1.A three Judge Bench of the apex Court in the case of National Insurance Co. Ltd. Vs. Baljit Kaur and Others reported in (2004) 2 SCC 1 (Baljit Kaur), considered the question, whether, the insurance policy in respect of goods vehicle is required to cover the gratuitous passenger in view of the amendment to Section 147 of the Act. The apex court, after considering all the previous decisions came to the conclusion that the Insurance Company was not liable as the risk of unauthorized passenger in a goods vehicle or gratuitous passengers are not covered under the policy and there is a breach of condition of the policy in carrying a passenger in a goods vehicle. Therefore, the owner of the vehicle was held liable to satisfy the decree. However, at paragraph No. 21, the Court was of the opinion that interest of justice would be sub-served if the Insurance Company was directed to satisfy the award in favour of the claimant, if not, already satisfied and recover the same from the owner of the vehicle. The court also observed that, for the purpose of such recovery, it would not be necessary for the insurer to file a separate suit but it may initiate a proceeding before the executing court as if the dispute between the insurer and the insured was also determined by the Tribunal and the issue being decided against the owner and in favour of the insurer.
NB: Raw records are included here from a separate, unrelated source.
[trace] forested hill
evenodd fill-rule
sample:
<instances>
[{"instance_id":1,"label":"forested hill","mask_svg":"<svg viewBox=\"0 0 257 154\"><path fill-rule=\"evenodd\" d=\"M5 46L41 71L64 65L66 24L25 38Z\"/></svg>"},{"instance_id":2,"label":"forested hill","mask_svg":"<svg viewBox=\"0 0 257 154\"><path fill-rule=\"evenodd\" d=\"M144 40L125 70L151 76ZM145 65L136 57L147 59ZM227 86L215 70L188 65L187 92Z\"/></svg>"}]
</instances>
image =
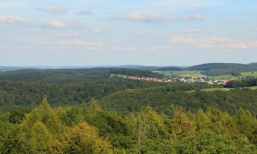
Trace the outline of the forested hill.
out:
<instances>
[{"instance_id":1,"label":"forested hill","mask_svg":"<svg viewBox=\"0 0 257 154\"><path fill-rule=\"evenodd\" d=\"M164 85L164 83L125 80L119 77L100 80L87 79L85 82L64 84L0 81L0 110L12 109L14 106L38 105L45 95L48 97L51 105L65 106L88 103L93 99L100 99L112 92L126 89L140 89ZM59 81L58 80L56 82Z\"/></svg>"},{"instance_id":2,"label":"forested hill","mask_svg":"<svg viewBox=\"0 0 257 154\"><path fill-rule=\"evenodd\" d=\"M147 107L127 116L88 107L38 107L0 112L0 153L255 154L257 120L209 107L195 114L171 107L169 116Z\"/></svg>"},{"instance_id":3,"label":"forested hill","mask_svg":"<svg viewBox=\"0 0 257 154\"><path fill-rule=\"evenodd\" d=\"M121 113L138 111L147 105L165 112L169 107L175 105L192 112L199 109L206 110L211 105L232 114L242 107L257 115L257 90L238 88L229 91L174 92L154 88L117 92L103 97L99 100L99 103L105 109Z\"/></svg>"},{"instance_id":4,"label":"forested hill","mask_svg":"<svg viewBox=\"0 0 257 154\"><path fill-rule=\"evenodd\" d=\"M202 73L209 76L231 74L257 70L256 64L241 64L234 63L209 63L193 66L186 68L190 70L203 70Z\"/></svg>"},{"instance_id":5,"label":"forested hill","mask_svg":"<svg viewBox=\"0 0 257 154\"><path fill-rule=\"evenodd\" d=\"M163 77L163 75L155 73L147 70L131 69L131 68L112 68L109 71L111 74L119 74L128 76L135 77Z\"/></svg>"}]
</instances>

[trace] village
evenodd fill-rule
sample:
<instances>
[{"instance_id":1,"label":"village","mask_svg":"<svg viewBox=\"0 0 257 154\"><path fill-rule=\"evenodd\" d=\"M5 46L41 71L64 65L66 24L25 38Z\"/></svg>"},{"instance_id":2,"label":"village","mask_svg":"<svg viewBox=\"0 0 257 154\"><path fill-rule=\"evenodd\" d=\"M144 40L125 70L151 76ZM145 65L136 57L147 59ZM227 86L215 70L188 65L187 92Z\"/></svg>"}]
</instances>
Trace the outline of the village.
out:
<instances>
[{"instance_id":1,"label":"village","mask_svg":"<svg viewBox=\"0 0 257 154\"><path fill-rule=\"evenodd\" d=\"M142 80L154 82L185 82L185 83L205 83L208 84L225 84L226 83L231 81L231 79L215 79L210 78L194 78L192 77L168 77L163 79L151 78L146 77L124 77L124 79L134 79L134 80Z\"/></svg>"}]
</instances>

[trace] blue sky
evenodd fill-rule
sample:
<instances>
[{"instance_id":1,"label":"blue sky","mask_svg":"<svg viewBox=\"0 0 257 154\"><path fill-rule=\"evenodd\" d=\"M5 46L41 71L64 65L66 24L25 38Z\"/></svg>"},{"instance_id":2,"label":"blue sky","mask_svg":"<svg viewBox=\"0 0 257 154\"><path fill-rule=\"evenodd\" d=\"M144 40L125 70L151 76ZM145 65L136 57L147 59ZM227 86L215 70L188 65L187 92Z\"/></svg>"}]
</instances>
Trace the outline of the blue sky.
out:
<instances>
[{"instance_id":1,"label":"blue sky","mask_svg":"<svg viewBox=\"0 0 257 154\"><path fill-rule=\"evenodd\" d=\"M257 62L254 0L1 0L0 66Z\"/></svg>"}]
</instances>

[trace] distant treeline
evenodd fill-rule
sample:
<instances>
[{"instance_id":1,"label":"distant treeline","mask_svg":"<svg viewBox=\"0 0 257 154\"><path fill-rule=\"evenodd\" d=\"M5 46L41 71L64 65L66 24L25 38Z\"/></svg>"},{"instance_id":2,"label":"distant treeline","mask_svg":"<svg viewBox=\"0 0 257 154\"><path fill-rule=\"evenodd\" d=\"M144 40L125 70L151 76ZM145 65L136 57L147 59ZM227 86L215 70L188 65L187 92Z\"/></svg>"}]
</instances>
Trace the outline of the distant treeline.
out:
<instances>
[{"instance_id":1,"label":"distant treeline","mask_svg":"<svg viewBox=\"0 0 257 154\"><path fill-rule=\"evenodd\" d=\"M199 109L206 111L211 105L232 114L241 107L257 115L257 90L238 88L205 92L197 89L200 88L178 86L173 90L156 87L119 91L100 99L99 103L105 109L125 114L139 111L147 105L165 112L167 107L176 105L193 112Z\"/></svg>"},{"instance_id":2,"label":"distant treeline","mask_svg":"<svg viewBox=\"0 0 257 154\"><path fill-rule=\"evenodd\" d=\"M49 101L53 106L66 105L86 103L93 98L100 99L119 90L165 84L171 84L126 80L119 77L65 84L0 81L0 110L10 109L15 105L37 105L45 95L48 96Z\"/></svg>"},{"instance_id":3,"label":"distant treeline","mask_svg":"<svg viewBox=\"0 0 257 154\"><path fill-rule=\"evenodd\" d=\"M153 73L147 70L138 70L131 68L112 68L109 73L110 74L120 74L127 76L135 76L135 77L156 77L162 78L164 77L163 75L158 73Z\"/></svg>"},{"instance_id":4,"label":"distant treeline","mask_svg":"<svg viewBox=\"0 0 257 154\"><path fill-rule=\"evenodd\" d=\"M182 70L184 70L184 68L180 68L180 67L171 67L171 66L162 67L162 68L159 68L157 69L158 71L167 71L167 70L180 71Z\"/></svg>"},{"instance_id":5,"label":"distant treeline","mask_svg":"<svg viewBox=\"0 0 257 154\"><path fill-rule=\"evenodd\" d=\"M150 107L124 116L89 106L52 109L44 99L32 110L0 112L0 153L256 153L257 120L212 107L169 114Z\"/></svg>"},{"instance_id":6,"label":"distant treeline","mask_svg":"<svg viewBox=\"0 0 257 154\"><path fill-rule=\"evenodd\" d=\"M234 88L252 86L257 86L257 78L243 80L232 80L227 83L224 87L228 88Z\"/></svg>"},{"instance_id":7,"label":"distant treeline","mask_svg":"<svg viewBox=\"0 0 257 154\"><path fill-rule=\"evenodd\" d=\"M257 64L241 64L234 63L210 63L193 66L187 68L190 70L203 70L202 74L209 76L232 74L233 73L251 72L257 70Z\"/></svg>"}]
</instances>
2. In a decision reported in (2007) 7 SCC 56 between Oriental Insurance Co. Ltd. and Brij Mohan and Others, (Brij Mohan), the apex Court has observed that, a gratuitous passenger carried in a goods vehicle is not covered under the Act but the Act has extended the statutory cover to the owner of the goods or his authorized representative carried in the vehicle, and not to gratuitous passenger A direction however was given by the apex Court to ‘pay and recover’ though it held that, gratuitous passenger was not covered under the policy. Even though the Insurance Company was found to be not liable, by exercising constitutional jurisdiction under Article 142 of the Constitution of India direction was given to satisfy the award made by the Tribunal in favour of the appellant. Therefore, this decision indicates that the extraordinary jurisdiction under Article 142 of the Constitution of India which is available only to the apex Court can be exercised to direct pay and recovery, even when it finds that the liability of the Insurance Company is absent. In spite of that, a direction can be issued by the apex Court to the Insurance Company to satisfy the award and later recover the said amount from the owner.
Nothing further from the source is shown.